The Knight smiled as he walked on beside the stretcher.
The Bishop hastened to the Palace.
It was the Knight who had smiled, and there was glory in his eyes, and triumph in the squaring of his broad shoulders, the swing of his stride, and the proud poise of his head.
The Bishop was white to the lips. His hands trembled as he walked.
He feared—he feared sorely—this that they had accomplished.
It was one thing to theorize, to speculate, to advise, when the Prioress was safe in her Nunnery. It was quite another, to know that she was being carried through the streets of Worcester, helpless, upon a stretcher; that when that blue pall was lifted, she would find herself in a hostel, alone with her lover, surrounded by men, not a woman within call.
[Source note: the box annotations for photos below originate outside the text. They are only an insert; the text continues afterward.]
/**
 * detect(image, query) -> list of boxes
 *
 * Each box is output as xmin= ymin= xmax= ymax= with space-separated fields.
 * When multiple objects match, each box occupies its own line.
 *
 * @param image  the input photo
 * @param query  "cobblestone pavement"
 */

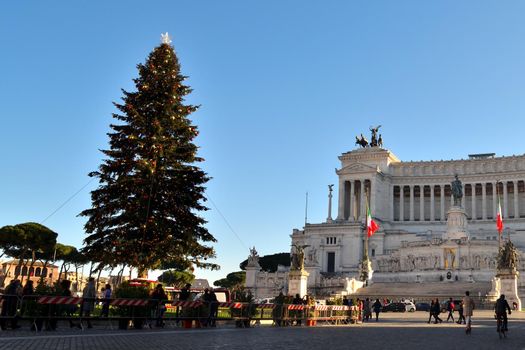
xmin=0 ymin=311 xmax=525 ymax=350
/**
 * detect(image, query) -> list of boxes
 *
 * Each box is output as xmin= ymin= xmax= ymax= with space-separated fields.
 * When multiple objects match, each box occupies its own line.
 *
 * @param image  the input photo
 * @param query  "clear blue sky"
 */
xmin=0 ymin=0 xmax=525 ymax=281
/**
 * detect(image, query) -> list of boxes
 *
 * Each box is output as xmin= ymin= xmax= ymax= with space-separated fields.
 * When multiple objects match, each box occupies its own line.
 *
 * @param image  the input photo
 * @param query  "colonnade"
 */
xmin=389 ymin=180 xmax=525 ymax=221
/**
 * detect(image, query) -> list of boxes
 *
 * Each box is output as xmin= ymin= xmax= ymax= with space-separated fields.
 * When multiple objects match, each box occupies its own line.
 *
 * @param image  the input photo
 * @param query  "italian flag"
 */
xmin=366 ymin=208 xmax=379 ymax=237
xmin=496 ymin=197 xmax=503 ymax=235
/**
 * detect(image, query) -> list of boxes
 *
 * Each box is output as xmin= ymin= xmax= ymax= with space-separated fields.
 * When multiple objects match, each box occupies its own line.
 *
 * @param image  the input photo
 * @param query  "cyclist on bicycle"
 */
xmin=494 ymin=294 xmax=512 ymax=332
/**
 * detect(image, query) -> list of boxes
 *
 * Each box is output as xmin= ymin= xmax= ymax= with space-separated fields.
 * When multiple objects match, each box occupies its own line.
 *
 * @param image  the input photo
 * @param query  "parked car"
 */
xmin=381 ymin=303 xmax=407 ymax=312
xmin=416 ymin=303 xmax=430 ymax=312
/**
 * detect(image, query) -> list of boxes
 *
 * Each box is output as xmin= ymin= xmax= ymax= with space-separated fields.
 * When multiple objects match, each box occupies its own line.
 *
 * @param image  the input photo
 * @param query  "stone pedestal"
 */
xmin=496 ymin=269 xmax=521 ymax=310
xmin=443 ymin=206 xmax=468 ymax=240
xmin=288 ymin=270 xmax=309 ymax=298
xmin=245 ymin=266 xmax=261 ymax=295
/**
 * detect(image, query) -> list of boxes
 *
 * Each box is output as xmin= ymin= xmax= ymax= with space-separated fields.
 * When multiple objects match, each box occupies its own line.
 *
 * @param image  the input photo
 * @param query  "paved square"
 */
xmin=0 ymin=311 xmax=525 ymax=350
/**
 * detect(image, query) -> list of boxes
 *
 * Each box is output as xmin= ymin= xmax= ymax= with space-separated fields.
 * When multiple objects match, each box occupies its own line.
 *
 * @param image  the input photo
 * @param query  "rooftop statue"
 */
xmin=355 ymin=134 xmax=368 ymax=148
xmin=498 ymin=239 xmax=518 ymax=270
xmin=246 ymin=247 xmax=259 ymax=266
xmin=370 ymin=125 xmax=383 ymax=147
xmin=355 ymin=125 xmax=383 ymax=148
xmin=450 ymin=174 xmax=463 ymax=206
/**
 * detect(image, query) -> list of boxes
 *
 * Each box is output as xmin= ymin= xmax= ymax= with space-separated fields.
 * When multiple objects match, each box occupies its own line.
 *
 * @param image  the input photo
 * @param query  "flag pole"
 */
xmin=496 ymin=180 xmax=503 ymax=250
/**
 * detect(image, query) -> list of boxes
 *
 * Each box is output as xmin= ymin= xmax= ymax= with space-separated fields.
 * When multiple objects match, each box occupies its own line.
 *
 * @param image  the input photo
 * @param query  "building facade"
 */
xmin=245 ymin=146 xmax=525 ymax=295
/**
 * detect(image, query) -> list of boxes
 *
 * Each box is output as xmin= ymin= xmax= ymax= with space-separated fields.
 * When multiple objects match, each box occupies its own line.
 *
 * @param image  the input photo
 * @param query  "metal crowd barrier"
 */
xmin=0 ymin=295 xmax=360 ymax=331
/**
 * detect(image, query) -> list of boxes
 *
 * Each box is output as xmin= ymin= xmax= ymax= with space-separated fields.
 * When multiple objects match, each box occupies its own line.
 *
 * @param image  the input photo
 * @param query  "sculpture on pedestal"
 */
xmin=355 ymin=125 xmax=383 ymax=148
xmin=450 ymin=174 xmax=463 ymax=207
xmin=290 ymin=244 xmax=309 ymax=271
xmin=498 ymin=239 xmax=518 ymax=271
xmin=246 ymin=247 xmax=259 ymax=267
xmin=370 ymin=125 xmax=383 ymax=147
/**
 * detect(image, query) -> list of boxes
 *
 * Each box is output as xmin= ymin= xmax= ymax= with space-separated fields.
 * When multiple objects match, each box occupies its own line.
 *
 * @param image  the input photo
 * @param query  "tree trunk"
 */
xmin=95 ymin=268 xmax=102 ymax=292
xmin=14 ymin=255 xmax=24 ymax=280
xmin=113 ymin=264 xmax=126 ymax=288
xmin=137 ymin=267 xmax=148 ymax=279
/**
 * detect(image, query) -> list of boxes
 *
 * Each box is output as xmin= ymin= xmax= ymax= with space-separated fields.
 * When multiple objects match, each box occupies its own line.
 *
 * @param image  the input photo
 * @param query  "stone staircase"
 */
xmin=352 ymin=281 xmax=491 ymax=299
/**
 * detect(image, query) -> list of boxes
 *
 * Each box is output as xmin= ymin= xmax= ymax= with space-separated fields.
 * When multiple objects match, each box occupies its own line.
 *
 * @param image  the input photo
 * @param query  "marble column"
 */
xmin=481 ymin=182 xmax=487 ymax=220
xmin=439 ymin=185 xmax=445 ymax=221
xmin=359 ymin=179 xmax=366 ymax=221
xmin=388 ymin=185 xmax=395 ymax=221
xmin=492 ymin=182 xmax=499 ymax=219
xmin=336 ymin=178 xmax=350 ymax=221
xmin=365 ymin=178 xmax=377 ymax=217
xmin=419 ymin=185 xmax=425 ymax=221
xmin=409 ymin=185 xmax=414 ymax=221
xmin=501 ymin=181 xmax=509 ymax=219
xmin=461 ymin=184 xmax=467 ymax=208
xmin=430 ymin=184 xmax=436 ymax=221
xmin=514 ymin=180 xmax=520 ymax=219
xmin=470 ymin=184 xmax=476 ymax=220
xmin=399 ymin=185 xmax=405 ymax=221
xmin=348 ymin=180 xmax=356 ymax=221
The heart of a nun was a thing well known to the Bishop, and he trembled at thought of this, which he had helped to bring about.
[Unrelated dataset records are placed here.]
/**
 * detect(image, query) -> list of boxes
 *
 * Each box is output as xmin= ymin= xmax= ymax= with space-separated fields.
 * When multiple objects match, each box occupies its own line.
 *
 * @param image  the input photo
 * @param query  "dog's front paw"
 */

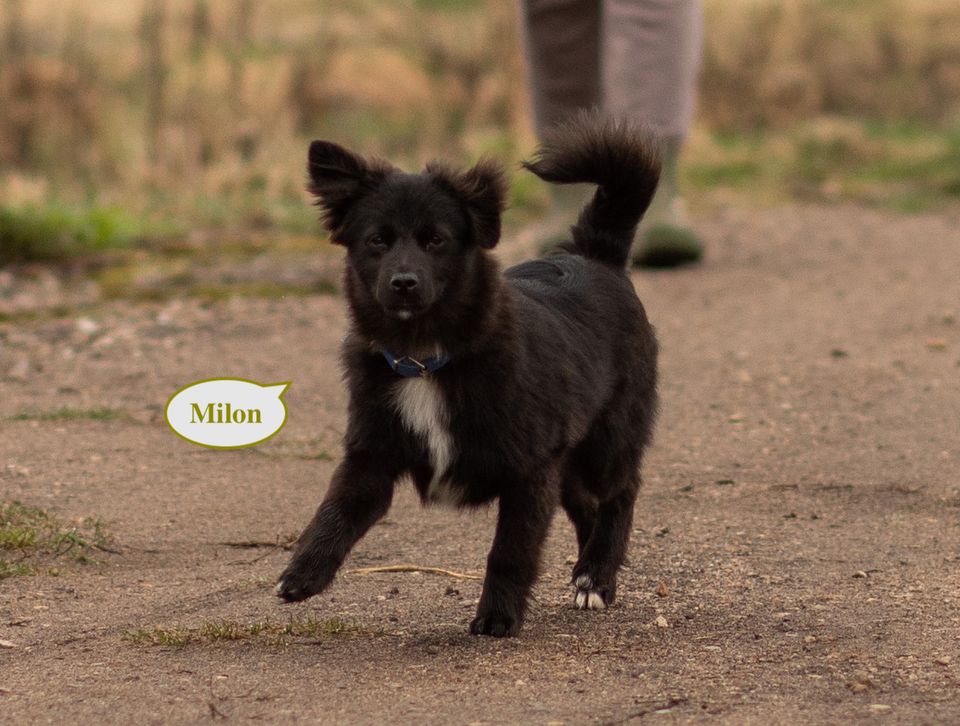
xmin=273 ymin=560 xmax=336 ymax=602
xmin=470 ymin=613 xmax=521 ymax=638
xmin=573 ymin=575 xmax=616 ymax=610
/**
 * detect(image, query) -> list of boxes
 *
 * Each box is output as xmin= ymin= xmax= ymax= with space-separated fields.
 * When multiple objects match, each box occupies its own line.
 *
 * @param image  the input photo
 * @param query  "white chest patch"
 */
xmin=394 ymin=378 xmax=460 ymax=504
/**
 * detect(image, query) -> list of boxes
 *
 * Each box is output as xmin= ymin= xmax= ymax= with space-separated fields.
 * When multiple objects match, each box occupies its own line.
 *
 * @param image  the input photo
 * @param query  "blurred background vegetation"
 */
xmin=0 ymin=0 xmax=960 ymax=263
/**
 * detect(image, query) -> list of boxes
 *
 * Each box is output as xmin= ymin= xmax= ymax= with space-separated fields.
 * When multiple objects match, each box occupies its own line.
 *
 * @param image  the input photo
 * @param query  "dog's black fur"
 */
xmin=277 ymin=115 xmax=659 ymax=636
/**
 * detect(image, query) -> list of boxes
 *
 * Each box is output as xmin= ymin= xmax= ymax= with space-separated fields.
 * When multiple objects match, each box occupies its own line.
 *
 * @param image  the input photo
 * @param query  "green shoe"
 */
xmin=631 ymin=224 xmax=703 ymax=267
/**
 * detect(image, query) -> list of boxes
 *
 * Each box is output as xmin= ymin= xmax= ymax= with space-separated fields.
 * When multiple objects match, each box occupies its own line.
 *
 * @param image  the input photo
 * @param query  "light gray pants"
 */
xmin=522 ymin=0 xmax=703 ymax=144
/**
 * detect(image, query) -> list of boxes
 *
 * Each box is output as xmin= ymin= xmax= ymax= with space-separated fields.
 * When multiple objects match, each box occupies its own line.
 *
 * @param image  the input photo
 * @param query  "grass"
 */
xmin=0 ymin=0 xmax=960 ymax=264
xmin=123 ymin=617 xmax=361 ymax=648
xmin=11 ymin=406 xmax=130 ymax=421
xmin=683 ymin=118 xmax=960 ymax=212
xmin=0 ymin=203 xmax=137 ymax=264
xmin=0 ymin=501 xmax=111 ymax=579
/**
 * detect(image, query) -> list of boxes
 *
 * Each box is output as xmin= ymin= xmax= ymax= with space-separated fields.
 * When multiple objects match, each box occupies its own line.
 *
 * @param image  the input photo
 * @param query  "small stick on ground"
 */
xmin=343 ymin=565 xmax=483 ymax=580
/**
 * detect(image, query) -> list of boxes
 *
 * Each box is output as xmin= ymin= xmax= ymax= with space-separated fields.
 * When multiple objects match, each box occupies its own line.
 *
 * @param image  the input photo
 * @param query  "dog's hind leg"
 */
xmin=560 ymin=462 xmax=598 ymax=557
xmin=470 ymin=466 xmax=559 ymax=638
xmin=573 ymin=470 xmax=640 ymax=610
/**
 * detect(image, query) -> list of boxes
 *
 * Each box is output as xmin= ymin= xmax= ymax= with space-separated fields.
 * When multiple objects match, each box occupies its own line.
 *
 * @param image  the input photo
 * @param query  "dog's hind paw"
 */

Also he marvelled greatly that the Prioress should have changed her mind; and he sought in vain to conjecture the cause of that change.
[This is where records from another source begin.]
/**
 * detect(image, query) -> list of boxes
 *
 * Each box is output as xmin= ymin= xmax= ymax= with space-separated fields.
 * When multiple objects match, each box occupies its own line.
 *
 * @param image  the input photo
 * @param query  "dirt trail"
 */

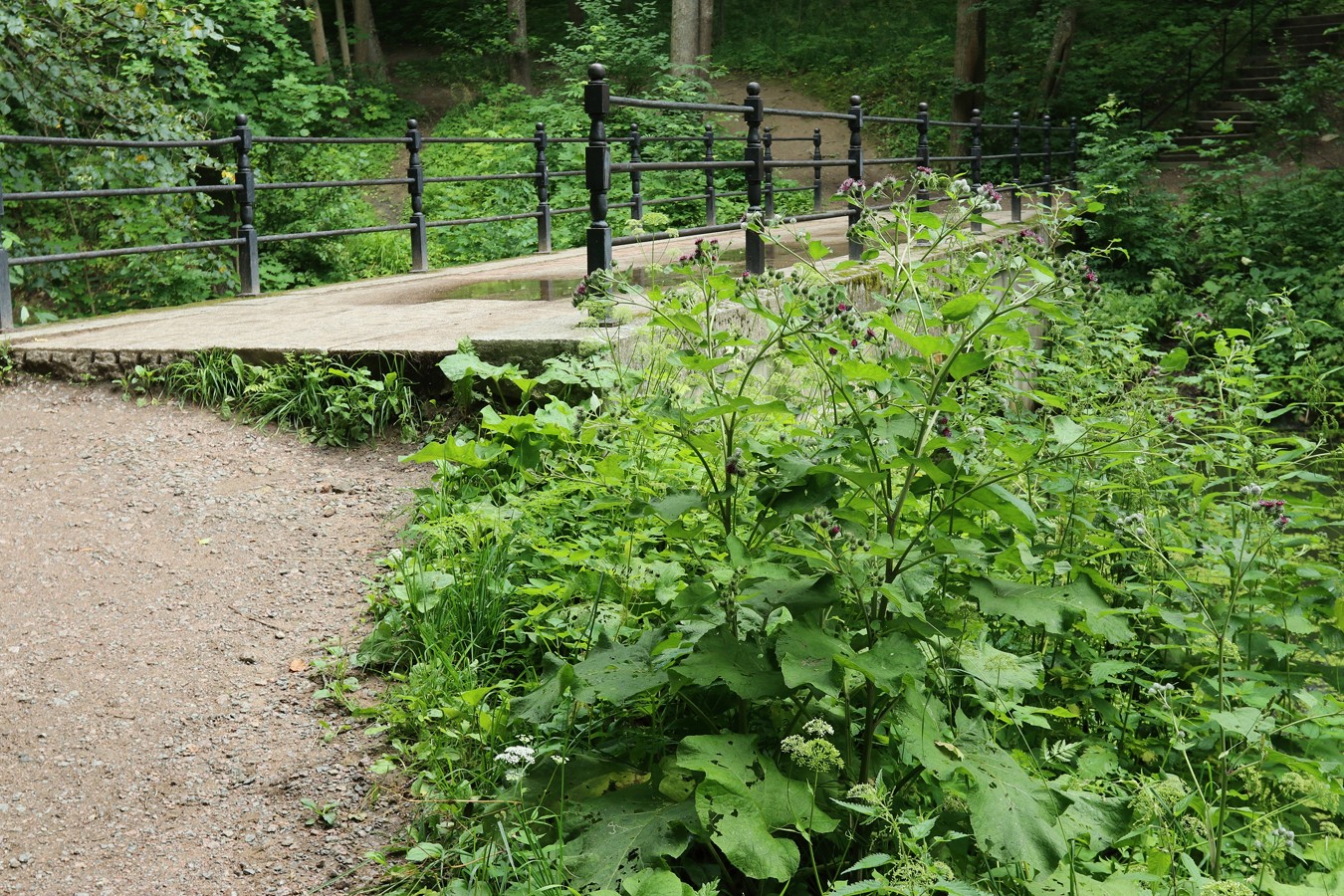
xmin=0 ymin=380 xmax=425 ymax=896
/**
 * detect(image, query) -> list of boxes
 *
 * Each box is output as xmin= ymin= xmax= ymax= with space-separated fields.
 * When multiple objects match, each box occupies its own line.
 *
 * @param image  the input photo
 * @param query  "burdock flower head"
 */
xmin=836 ymin=177 xmax=868 ymax=196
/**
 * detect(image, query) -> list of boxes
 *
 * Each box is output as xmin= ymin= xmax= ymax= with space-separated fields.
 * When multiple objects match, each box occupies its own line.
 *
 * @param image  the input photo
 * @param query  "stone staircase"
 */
xmin=1175 ymin=12 xmax=1344 ymax=150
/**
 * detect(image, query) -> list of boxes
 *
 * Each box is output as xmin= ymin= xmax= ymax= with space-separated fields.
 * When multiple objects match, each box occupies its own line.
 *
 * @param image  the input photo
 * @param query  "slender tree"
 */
xmin=304 ymin=0 xmax=336 ymax=82
xmin=336 ymin=0 xmax=349 ymax=76
xmin=508 ymin=0 xmax=533 ymax=93
xmin=354 ymin=0 xmax=387 ymax=81
xmin=672 ymin=0 xmax=700 ymax=73
xmin=952 ymin=0 xmax=986 ymax=156
xmin=696 ymin=0 xmax=714 ymax=68
xmin=1039 ymin=4 xmax=1078 ymax=108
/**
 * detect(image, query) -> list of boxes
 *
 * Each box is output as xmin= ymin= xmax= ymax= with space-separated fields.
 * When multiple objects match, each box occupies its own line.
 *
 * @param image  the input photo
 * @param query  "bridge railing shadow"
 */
xmin=583 ymin=63 xmax=1079 ymax=273
xmin=0 ymin=73 xmax=1078 ymax=332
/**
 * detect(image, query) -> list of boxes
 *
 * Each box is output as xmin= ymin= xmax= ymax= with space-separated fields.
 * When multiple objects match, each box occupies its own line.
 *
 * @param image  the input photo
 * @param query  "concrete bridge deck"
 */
xmin=0 ymin=212 xmax=1026 ymax=379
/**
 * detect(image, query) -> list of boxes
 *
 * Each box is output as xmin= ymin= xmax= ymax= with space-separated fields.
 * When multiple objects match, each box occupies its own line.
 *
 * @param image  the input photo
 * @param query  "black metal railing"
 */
xmin=1137 ymin=0 xmax=1290 ymax=129
xmin=0 ymin=115 xmax=763 ymax=331
xmin=0 ymin=66 xmax=1078 ymax=331
xmin=583 ymin=65 xmax=1078 ymax=273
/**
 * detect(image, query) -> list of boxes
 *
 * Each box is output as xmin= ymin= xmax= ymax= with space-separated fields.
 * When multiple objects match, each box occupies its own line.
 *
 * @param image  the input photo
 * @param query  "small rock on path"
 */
xmin=0 ymin=380 xmax=426 ymax=896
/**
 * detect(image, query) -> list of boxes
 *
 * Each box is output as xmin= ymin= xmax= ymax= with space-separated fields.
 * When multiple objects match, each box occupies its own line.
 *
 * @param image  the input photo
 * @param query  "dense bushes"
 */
xmin=1083 ymin=105 xmax=1344 ymax=414
xmin=358 ymin=181 xmax=1344 ymax=896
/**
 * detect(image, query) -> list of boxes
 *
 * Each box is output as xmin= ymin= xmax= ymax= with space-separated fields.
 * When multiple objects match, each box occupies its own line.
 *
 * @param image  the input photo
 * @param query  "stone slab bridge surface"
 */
xmin=0 ymin=214 xmax=1020 ymax=379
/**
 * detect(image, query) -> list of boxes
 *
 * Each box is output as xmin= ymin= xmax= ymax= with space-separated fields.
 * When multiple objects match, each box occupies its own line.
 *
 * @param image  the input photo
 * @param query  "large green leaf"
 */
xmin=775 ymin=622 xmax=853 ymax=696
xmin=891 ymin=682 xmax=959 ymax=780
xmin=742 ymin=573 xmax=840 ymax=615
xmin=695 ymin=781 xmax=799 ymax=881
xmin=573 ymin=630 xmax=668 ymax=704
xmin=564 ymin=784 xmax=696 ymax=889
xmin=510 ymin=653 xmax=573 ymax=726
xmin=971 ymin=579 xmax=1134 ymax=645
xmin=967 ymin=482 xmax=1036 ymax=535
xmin=676 ymin=631 xmax=788 ymax=700
xmin=1026 ymin=865 xmax=1153 ymax=896
xmin=1059 ymin=789 xmax=1130 ymax=856
xmin=676 ymin=735 xmax=838 ymax=833
xmin=957 ymin=720 xmax=1067 ymax=876
xmin=621 ymin=868 xmax=695 ymax=896
xmin=836 ymin=631 xmax=928 ymax=695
Arrived in the courtyard of the Palace, he called for Brother Philip.
"Saddle me Shulamite," he said. "Also mount Jasper on our fastest nag, with saddle-bags. We ride to Warwick; and must start within a quarter of an hour."
A portion of that time the Bishop spent writing in the library.
When he was mounted, he stooped from the saddle and spoke to Brother
Philip.
"Philip," he said, "a very noble lady, betrothed to Sir Hugh d'Argent, has just arrived at the Star hostel, where for some days he has awaited her. She rides with the Knight forthwith to Warwick, where they will join me at the Castle. It is my wish to lend Iconoklastes to the lady. Therefore I desire thee to saddle the palfrey precisely as he was saddled when he went to the Convent of the White Ladies for their pleasuring and play. Lead him, without delay, to the hostel; deliver him over to the men-at-arms of Sir Hugh d'Argent, and see that they hand this letter at once to the Knight, that he may give it to his lady. Lose not a moment, my good Philip. Look to see me return to-morrow."
The Bishop gathered up the reins, and started out, at a brisk pace, for the Warwick road.
The letter he had intrusted to Brother Philip, sealed with his own signet, was addressed to Sir Hugh d'Argent. But within was written:
Will the Countess of Norelle be pleased to accept of the palfrey Iconoklastes as a marriage gift from her old friend Symon Wygorn.